"Dimas, aku sudah cukup sabar menghadapi kamu. Aku menikah untuk mencari kebahagiaan, bukan sebaliknya. Kali ini aku serius, aku sudah tunjuk pengacara, dan besok surat gugatannya sudah dimasukkan ke pengadilan negeri."
"Cinta, I love you, I really love you. Janganlah karena masalah kecil, jadi runyam begini. Dimas minta maaf kalau salah. Aku mencintai kamu dan kamulah wanita pilihan untuk mendampingi hidupku selamanya."
Laki-laki setengah baya itu duduk bersimpuh. Sesekali dia mencium kaki Cinta alias Winda, istrinya, yang duduk di kursi rias di dalam kamar mereka. Winda hanya bisa menghela napas, berusaha mengabaikan rengekan laki-laki yang hingga kini dia tidak mengerti bagaimana bisa terpilih menjadi suaminya.
Winda ingat betul ketika kuliah, seperti apa lelaki yang diidamkan menjadi suaminya. Tak harus tampan seperti Brad Pitt, atau segagah Steven Seagel. Dalam keyakinan Winda, lelaki yang tampan atau terutama yang merasa tampan, cenderung tidak setia. Winda juga tidak mengidamkan lelaki sekaya Sultan Bolkiah, karena lelaki kaya cenderung ingin kawin mininal dua.
Lelaki sederhana dan biasa saja, tapi harus pintar. Nggak peduli kerja sebagai apa. Dokter, pengacara, banker, pialang saham atau valas, bahkan wartawan pun masuk kriteria asal dewasa, pintar, dan setia. "Kekayaan bisa hilang, tetapi kepintaran akan ada selamanya," batin Winda suatu ketika.

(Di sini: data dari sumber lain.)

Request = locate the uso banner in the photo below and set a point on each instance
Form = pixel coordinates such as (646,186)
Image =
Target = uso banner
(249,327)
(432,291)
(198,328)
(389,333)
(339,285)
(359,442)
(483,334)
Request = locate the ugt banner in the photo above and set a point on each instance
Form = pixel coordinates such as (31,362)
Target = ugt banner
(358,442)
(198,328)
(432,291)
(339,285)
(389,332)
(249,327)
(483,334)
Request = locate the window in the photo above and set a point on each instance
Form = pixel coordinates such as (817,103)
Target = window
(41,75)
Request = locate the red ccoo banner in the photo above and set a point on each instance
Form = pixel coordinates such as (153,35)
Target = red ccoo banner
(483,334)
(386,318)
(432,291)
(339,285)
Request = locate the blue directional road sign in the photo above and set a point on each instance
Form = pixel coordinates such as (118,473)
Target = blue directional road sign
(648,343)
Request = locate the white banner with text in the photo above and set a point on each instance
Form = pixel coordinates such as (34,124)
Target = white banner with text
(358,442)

"Cinta, Dimas mengaku mengaku salah. Dimas berjanji tidak akan menyakiti hati kamu lagi, menyinggung perasaan kamu, apalagi sampai memukul kamu lagi. Swear, itu tidak pernah akan aku lakukan lagi. Apalagi sebentar lagi disahkan UU Kekerasan Dalam Rumah Tangga, suami mana yang berani menyakiti istrinya. Jangankan menyakiti secara fisik, melukai batinnya saja sudah pidana," tutur lelaki yang nyaris frustasi dengan kekerasan hati istrinya ini.
"Jangan bawa-bawa UU di sini deh. Toh penerapannya belum tentu seideal aturannya. Siapa bayar yang lebih besar, dialah yang pasti menang. Pokoknya begini saja, aku minta cerai."

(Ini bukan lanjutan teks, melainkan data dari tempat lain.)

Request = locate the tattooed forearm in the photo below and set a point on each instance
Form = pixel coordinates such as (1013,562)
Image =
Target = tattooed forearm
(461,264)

Dimas menghela napas panjang. Dia mencoba memeluk istrinya, namun tangan Winda menampiknya. "Nggak usah sok mesra..."
"Aku telepon Mama dulu, aku butuh penjelasan, kenapa anaknya membatu seperti ini," Dimas menyela.

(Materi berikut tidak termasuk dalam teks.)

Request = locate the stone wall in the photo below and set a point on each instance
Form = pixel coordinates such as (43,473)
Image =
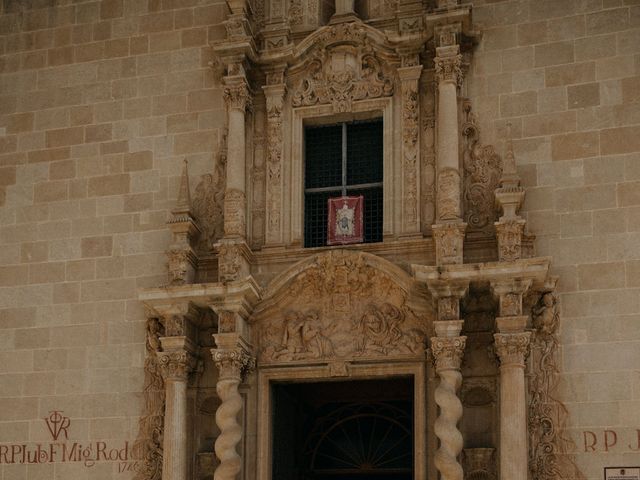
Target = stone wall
(99,103)
(566,74)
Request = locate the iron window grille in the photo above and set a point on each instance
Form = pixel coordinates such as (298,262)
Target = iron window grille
(343,159)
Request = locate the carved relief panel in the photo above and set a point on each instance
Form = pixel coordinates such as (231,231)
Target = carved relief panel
(340,307)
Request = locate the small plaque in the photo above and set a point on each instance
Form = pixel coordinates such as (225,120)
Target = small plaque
(622,473)
(345,220)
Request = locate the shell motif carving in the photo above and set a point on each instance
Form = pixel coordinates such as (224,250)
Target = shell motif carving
(550,449)
(343,308)
(148,446)
(482,171)
(343,75)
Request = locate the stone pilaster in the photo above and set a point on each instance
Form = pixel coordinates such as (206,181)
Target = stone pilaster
(512,345)
(176,362)
(449,229)
(233,360)
(182,259)
(274,92)
(409,75)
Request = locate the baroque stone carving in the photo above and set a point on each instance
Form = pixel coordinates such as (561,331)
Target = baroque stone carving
(229,262)
(479,464)
(482,171)
(509,235)
(176,365)
(449,239)
(234,212)
(448,194)
(274,161)
(148,446)
(447,353)
(343,74)
(410,131)
(448,67)
(232,366)
(549,447)
(343,308)
(512,348)
(237,97)
(208,203)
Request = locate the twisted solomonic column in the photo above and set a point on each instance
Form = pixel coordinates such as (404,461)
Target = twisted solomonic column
(447,353)
(232,366)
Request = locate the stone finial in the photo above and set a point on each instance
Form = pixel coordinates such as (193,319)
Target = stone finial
(183,203)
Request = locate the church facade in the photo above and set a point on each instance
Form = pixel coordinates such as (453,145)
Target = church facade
(308,239)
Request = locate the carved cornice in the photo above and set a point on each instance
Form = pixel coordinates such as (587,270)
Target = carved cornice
(448,352)
(176,365)
(512,348)
(235,363)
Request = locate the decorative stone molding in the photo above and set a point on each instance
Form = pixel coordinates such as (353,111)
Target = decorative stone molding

"Jangan bawa-bawa Mama dalam masalah kita. Mama sekarang butuh ketenangan. Biar Mama dihibur oleh Mbak Yanti dan Dik Rudi di rumah, nggak perlu diganggu oleh pembelaan kamu seperti itu. Lagian Mama pasti sangat sedih kalau mengingat minggu ini Papa sedang berbulan madu di Eropa dengan istrinya. Meski perceraian itu sudah setahun berlalu, Mama masih sulit melupakan Papa. Maksudku sulit melupakan sakit hatinya. Lapor saja ke Mami Papi kamu sendiri," kata Winda.
"Mami Papi juga sedang sibuk menenangkan Lulu, dia menangis terus, suaminya memaksa minta kawin lagi. Cinta pikir baik-baiklah keputusan cerai itu."